Accell UltraAV Multi-Monitor Adapter Review
Driving two monitors is easy enough with most modern videocards; in fact, late-model AMD Radeon HD cards can drive three (although one must be equipped with DisplayPort). Accell’s UltraAV multi-monitor adapters allow you to connect three displays to a single DisplayPort source. The model we examined supports three single-link DVI monitors using a single DisplayPort source; the company offers a second SKU that supports three DisplayPort monitors from a single DisplayPort. Both suffer from the same limitations: Reliance on DisplayPort on the host side, and maximum resolution of 3840x1024 (supporting three 1280x1024 displays).

Connecting the Accell's UltraAV is a dead simple process.

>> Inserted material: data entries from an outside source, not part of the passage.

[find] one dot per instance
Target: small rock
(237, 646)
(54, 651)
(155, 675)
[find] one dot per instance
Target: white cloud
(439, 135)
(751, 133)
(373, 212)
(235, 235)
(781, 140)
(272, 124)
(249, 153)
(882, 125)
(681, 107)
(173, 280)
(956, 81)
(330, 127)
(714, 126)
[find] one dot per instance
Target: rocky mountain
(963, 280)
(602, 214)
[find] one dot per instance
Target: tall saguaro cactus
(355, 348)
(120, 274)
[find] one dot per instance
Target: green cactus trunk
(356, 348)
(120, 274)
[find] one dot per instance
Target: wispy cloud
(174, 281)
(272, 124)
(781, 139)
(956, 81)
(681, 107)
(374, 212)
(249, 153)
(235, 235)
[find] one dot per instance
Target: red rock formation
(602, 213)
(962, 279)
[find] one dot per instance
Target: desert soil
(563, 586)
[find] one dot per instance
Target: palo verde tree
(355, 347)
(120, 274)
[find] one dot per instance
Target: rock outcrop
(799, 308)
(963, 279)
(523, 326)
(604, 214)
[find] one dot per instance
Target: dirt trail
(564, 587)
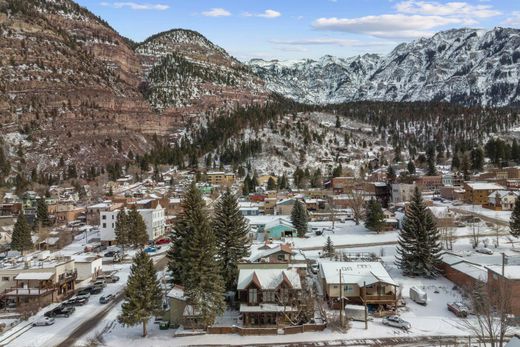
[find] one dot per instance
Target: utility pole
(503, 263)
(341, 299)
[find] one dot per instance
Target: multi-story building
(402, 192)
(153, 218)
(37, 281)
(220, 178)
(477, 193)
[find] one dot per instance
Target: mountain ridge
(457, 65)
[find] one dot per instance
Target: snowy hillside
(469, 66)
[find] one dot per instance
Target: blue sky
(294, 29)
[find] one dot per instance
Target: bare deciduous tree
(491, 307)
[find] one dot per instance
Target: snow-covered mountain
(469, 66)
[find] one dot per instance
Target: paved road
(92, 322)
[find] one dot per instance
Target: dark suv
(60, 311)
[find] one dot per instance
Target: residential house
(37, 281)
(502, 200)
(269, 253)
(153, 218)
(285, 206)
(220, 178)
(429, 183)
(358, 282)
(402, 192)
(465, 274)
(88, 267)
(477, 193)
(268, 296)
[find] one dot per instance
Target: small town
(324, 263)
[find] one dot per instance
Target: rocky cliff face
(466, 65)
(75, 89)
(184, 70)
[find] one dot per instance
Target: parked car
(459, 309)
(84, 293)
(418, 295)
(484, 250)
(150, 249)
(60, 311)
(163, 241)
(100, 283)
(105, 299)
(108, 278)
(43, 321)
(397, 322)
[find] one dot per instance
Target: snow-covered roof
(267, 308)
(279, 221)
(176, 292)
(268, 278)
(475, 271)
(36, 276)
(267, 252)
(511, 272)
(360, 273)
(484, 186)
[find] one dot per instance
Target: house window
(269, 296)
(253, 296)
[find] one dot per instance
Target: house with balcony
(269, 296)
(358, 282)
(37, 281)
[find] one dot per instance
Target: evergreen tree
(142, 294)
(137, 235)
(299, 218)
(232, 233)
(42, 213)
(374, 216)
(328, 249)
(200, 273)
(419, 247)
(390, 174)
(271, 184)
(21, 239)
(514, 222)
(411, 167)
(477, 159)
(122, 229)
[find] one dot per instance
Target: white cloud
(390, 25)
(266, 14)
(136, 6)
(456, 8)
(514, 20)
(316, 42)
(332, 41)
(216, 12)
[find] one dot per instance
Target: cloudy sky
(293, 29)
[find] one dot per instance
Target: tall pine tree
(137, 234)
(42, 213)
(185, 226)
(232, 235)
(514, 222)
(200, 273)
(21, 239)
(374, 216)
(299, 218)
(142, 294)
(418, 250)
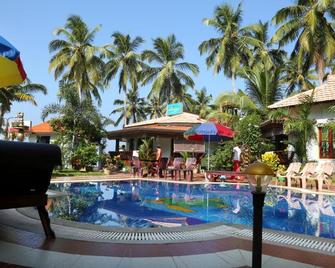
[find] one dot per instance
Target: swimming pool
(145, 204)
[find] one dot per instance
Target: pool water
(145, 204)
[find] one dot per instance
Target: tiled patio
(22, 243)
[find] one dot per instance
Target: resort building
(167, 130)
(323, 147)
(42, 133)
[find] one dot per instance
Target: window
(326, 142)
(43, 139)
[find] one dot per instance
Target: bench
(25, 172)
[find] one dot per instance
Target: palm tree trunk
(320, 67)
(125, 107)
(2, 113)
(233, 81)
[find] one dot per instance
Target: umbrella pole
(209, 150)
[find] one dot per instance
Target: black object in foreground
(25, 173)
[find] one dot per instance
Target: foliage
(222, 157)
(263, 84)
(76, 58)
(271, 159)
(146, 151)
(18, 93)
(76, 122)
(169, 79)
(307, 23)
(248, 132)
(85, 156)
(134, 110)
(298, 125)
(232, 48)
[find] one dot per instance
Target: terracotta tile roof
(183, 118)
(43, 128)
(323, 93)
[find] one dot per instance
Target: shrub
(271, 159)
(85, 156)
(222, 157)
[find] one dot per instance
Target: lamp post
(259, 175)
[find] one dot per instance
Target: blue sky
(28, 25)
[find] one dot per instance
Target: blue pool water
(144, 204)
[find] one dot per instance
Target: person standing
(237, 157)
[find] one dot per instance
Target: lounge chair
(308, 170)
(175, 170)
(136, 168)
(323, 175)
(292, 170)
(190, 164)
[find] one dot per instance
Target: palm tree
(135, 108)
(298, 125)
(75, 59)
(263, 84)
(125, 61)
(264, 53)
(155, 108)
(295, 77)
(232, 48)
(202, 102)
(307, 23)
(238, 100)
(18, 93)
(169, 79)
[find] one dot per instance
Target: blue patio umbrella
(209, 131)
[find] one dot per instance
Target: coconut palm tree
(295, 77)
(18, 93)
(169, 79)
(298, 125)
(238, 100)
(76, 58)
(307, 22)
(231, 48)
(155, 108)
(135, 108)
(125, 62)
(265, 53)
(202, 102)
(263, 84)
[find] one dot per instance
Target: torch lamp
(259, 175)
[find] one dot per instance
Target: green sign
(175, 108)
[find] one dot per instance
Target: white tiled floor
(21, 255)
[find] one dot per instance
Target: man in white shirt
(237, 157)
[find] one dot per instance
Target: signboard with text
(174, 108)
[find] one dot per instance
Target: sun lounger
(26, 170)
(292, 170)
(213, 175)
(307, 171)
(323, 175)
(190, 164)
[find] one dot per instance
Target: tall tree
(76, 121)
(76, 58)
(202, 102)
(125, 62)
(232, 48)
(19, 93)
(169, 79)
(263, 84)
(135, 108)
(307, 23)
(155, 108)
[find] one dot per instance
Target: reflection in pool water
(143, 204)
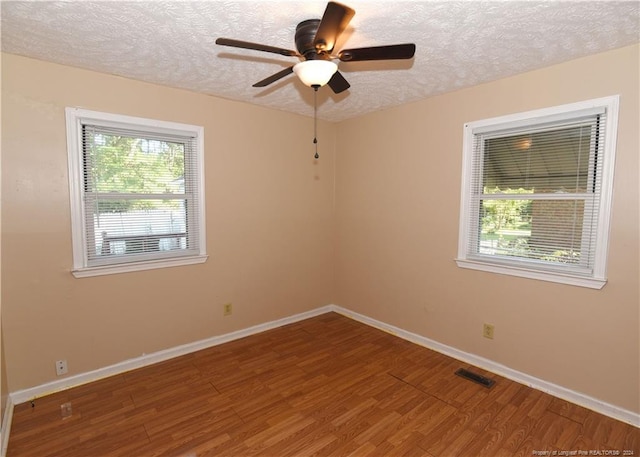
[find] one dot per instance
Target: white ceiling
(459, 44)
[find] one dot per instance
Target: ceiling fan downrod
(315, 120)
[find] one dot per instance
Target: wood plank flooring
(326, 386)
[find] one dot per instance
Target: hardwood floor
(326, 386)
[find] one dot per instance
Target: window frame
(76, 118)
(469, 217)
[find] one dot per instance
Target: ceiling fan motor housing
(305, 40)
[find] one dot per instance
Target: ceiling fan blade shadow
(338, 83)
(255, 46)
(334, 21)
(391, 52)
(273, 78)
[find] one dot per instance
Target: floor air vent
(483, 381)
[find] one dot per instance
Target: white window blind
(138, 192)
(535, 194)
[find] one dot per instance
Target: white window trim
(75, 118)
(599, 277)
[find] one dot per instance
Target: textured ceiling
(459, 44)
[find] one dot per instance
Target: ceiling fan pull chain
(315, 120)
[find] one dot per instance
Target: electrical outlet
(66, 410)
(61, 367)
(487, 331)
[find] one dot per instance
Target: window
(137, 193)
(536, 193)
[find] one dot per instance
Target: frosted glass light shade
(315, 72)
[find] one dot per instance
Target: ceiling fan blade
(391, 52)
(338, 83)
(334, 21)
(274, 78)
(255, 46)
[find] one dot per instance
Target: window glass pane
(140, 226)
(551, 161)
(128, 164)
(542, 230)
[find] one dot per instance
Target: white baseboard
(32, 393)
(569, 395)
(6, 427)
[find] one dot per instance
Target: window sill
(138, 266)
(580, 281)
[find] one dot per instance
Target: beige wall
(269, 217)
(276, 242)
(398, 200)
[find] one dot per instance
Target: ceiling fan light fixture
(315, 72)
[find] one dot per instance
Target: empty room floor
(325, 386)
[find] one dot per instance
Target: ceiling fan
(315, 40)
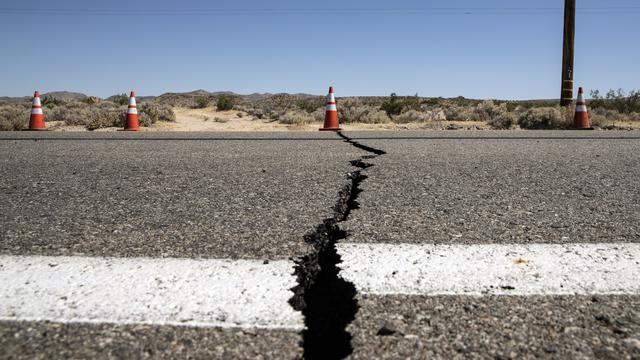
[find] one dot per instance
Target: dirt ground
(211, 120)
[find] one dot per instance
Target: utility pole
(566, 96)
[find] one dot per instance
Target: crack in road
(326, 300)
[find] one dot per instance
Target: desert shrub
(412, 116)
(106, 117)
(503, 121)
(617, 100)
(392, 106)
(459, 113)
(296, 117)
(409, 117)
(542, 118)
(319, 114)
(224, 103)
(158, 112)
(310, 105)
(354, 111)
(13, 117)
(201, 103)
(50, 101)
(488, 111)
(376, 117)
(121, 99)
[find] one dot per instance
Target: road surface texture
(282, 245)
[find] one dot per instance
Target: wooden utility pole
(566, 96)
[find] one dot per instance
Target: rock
(634, 343)
(387, 329)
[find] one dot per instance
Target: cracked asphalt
(505, 188)
(254, 196)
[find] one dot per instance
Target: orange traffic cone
(132, 124)
(331, 114)
(581, 120)
(36, 122)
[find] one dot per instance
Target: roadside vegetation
(91, 113)
(613, 110)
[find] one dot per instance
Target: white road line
(476, 270)
(182, 292)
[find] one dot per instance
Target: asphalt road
(255, 196)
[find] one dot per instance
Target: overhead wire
(318, 11)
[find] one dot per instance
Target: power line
(320, 11)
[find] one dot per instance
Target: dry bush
(542, 118)
(106, 117)
(488, 111)
(13, 117)
(459, 113)
(158, 112)
(354, 111)
(412, 116)
(377, 117)
(502, 122)
(296, 117)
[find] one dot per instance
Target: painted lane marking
(180, 292)
(477, 270)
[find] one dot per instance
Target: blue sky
(495, 52)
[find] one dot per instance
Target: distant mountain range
(176, 97)
(74, 96)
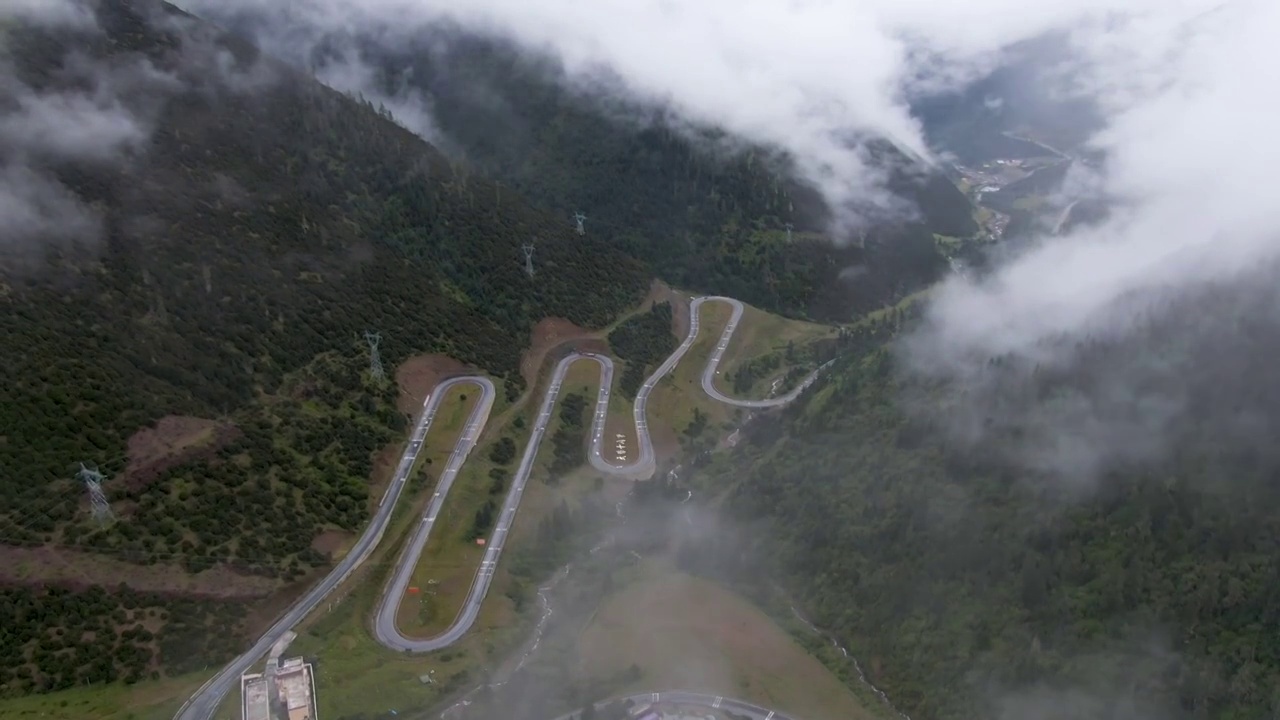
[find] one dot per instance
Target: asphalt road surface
(205, 702)
(703, 700)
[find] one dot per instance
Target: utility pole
(92, 481)
(375, 361)
(529, 259)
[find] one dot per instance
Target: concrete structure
(284, 691)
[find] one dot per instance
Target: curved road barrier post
(205, 701)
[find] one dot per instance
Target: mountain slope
(970, 580)
(704, 210)
(210, 235)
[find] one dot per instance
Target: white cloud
(50, 13)
(36, 208)
(1184, 87)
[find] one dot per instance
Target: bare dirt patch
(549, 333)
(417, 376)
(72, 568)
(173, 441)
(684, 632)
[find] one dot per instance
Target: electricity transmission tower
(529, 259)
(92, 481)
(375, 361)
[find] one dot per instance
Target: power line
(92, 481)
(529, 259)
(375, 361)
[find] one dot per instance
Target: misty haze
(638, 360)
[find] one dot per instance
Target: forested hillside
(979, 579)
(703, 210)
(202, 232)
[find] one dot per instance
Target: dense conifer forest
(964, 578)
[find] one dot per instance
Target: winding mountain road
(205, 702)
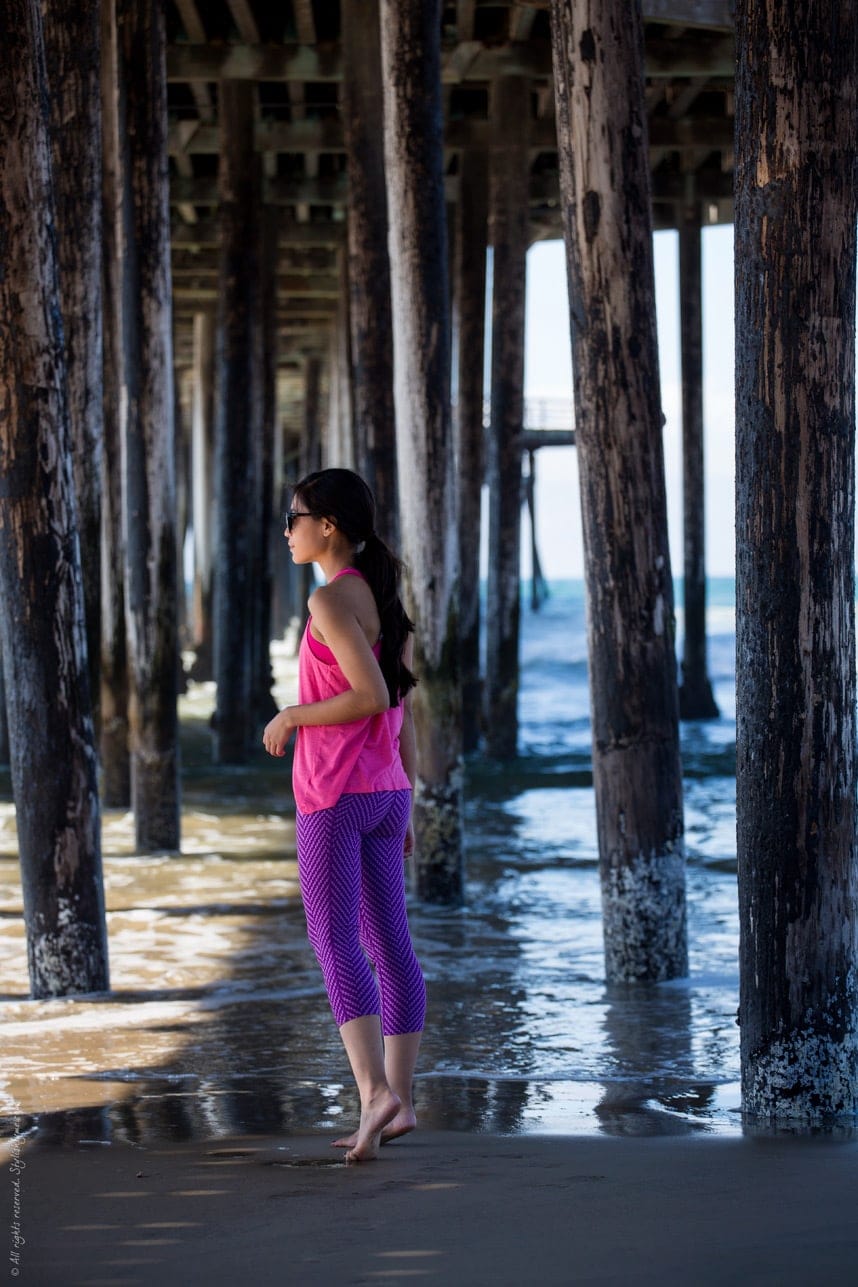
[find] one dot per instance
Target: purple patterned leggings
(353, 884)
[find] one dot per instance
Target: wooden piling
(4, 720)
(508, 232)
(696, 700)
(414, 170)
(796, 205)
(372, 342)
(148, 444)
(202, 452)
(263, 677)
(41, 592)
(605, 183)
(113, 678)
(236, 429)
(468, 301)
(72, 55)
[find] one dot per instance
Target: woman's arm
(407, 738)
(367, 693)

The adapter is extremely simple to set up: Connect its built-in 45-inch locking DisplayPort 1.1a cable to your source and use three DVI cables to connect three monitors. Accell recommends using displays with the same native resolution and refresh rate; otherwise, the adapter will use a resolution that’s common to all three. DVI connector 1 drives the left-hand monitor, DVI connector 2 drives the center, and DVI connector 3 drives the right-hand monitor. The box draws power over a USB connector that splits from DisplayPort cable, eliminating the need for a brick. You don’t need to install any software.
The UltraAV adapter uses an IDT PanelPort VMM1300 chip and reports itself to your GPU as a single output device via EDID (extended display identification data) that supports a variety of resolutions, including 3840x1024, 3840x720, 2400x600, 1280x1024, and 1440x900. Whichever resolution you choose, that number of pixels image gets stretched over the three-screen combo--unlike Matrox's pricier TripleHead2Go product, you can't set up three independent desktops. And while there’s nothing stopping you from using higher-resolution displays that support at least one of those lower resolutions, you won’t want to because you'll get either black bars (if the monitor can display the correct aspect ratio) or a stretched, distorted image.

Windows sees the Accell adapter as one very wide display.
We plugged the UltraAV adapter into an AMD Radeon HD 5870 card and then connected three 21.5-inch Dell LCD displays to the adapter. Each display's native resolution is 1920x1080 pixels. The UltraAV adapter detected the monitors and set the videocard’s display resolution to 3840x720; we had to manually goose the operating system to drive the card at the max resolution of 3840x1024. The entire Windows desktop was stretched across the three displays, including the taskbar, so the system behaved as if it were talking to a single, very wide display.
Once the hardware was set up, applications ran without a hitch. Even games ran fine, though always stretched across all three screens. Benchmarks were typical of a Radeon HD 5870 running at 3840x1024. The Unigine Heaven benchmark, for example, posted 23 frames per second (all settings at normal, with AA off) on our Core i7 965X system.
If you have a relatively new desktop or notebook PC that supports DisplayPort, plus three monitors that support the same native resolution, Accell’s UltraAV adapter is a good solution. If you’ve moved up to higher-resolution wide-screen monitors, the adapter isn’t all that compelling because it can't take advantage of their native resolutions. In that case, one of AMD's Eyefinity videocards might be your ticket to multi-monitor bliss--although that solution is available only with desktop computers, requires adapters to drive DVI displays, and costs three times more than Accell's UltraAV adapter.
High Def
Simple installation; no software needed; seen as a single display by Windows.
High Ref
Limited max resolution; best suited to monitors with 4:3 aspect ratios; requires DisplayPort source.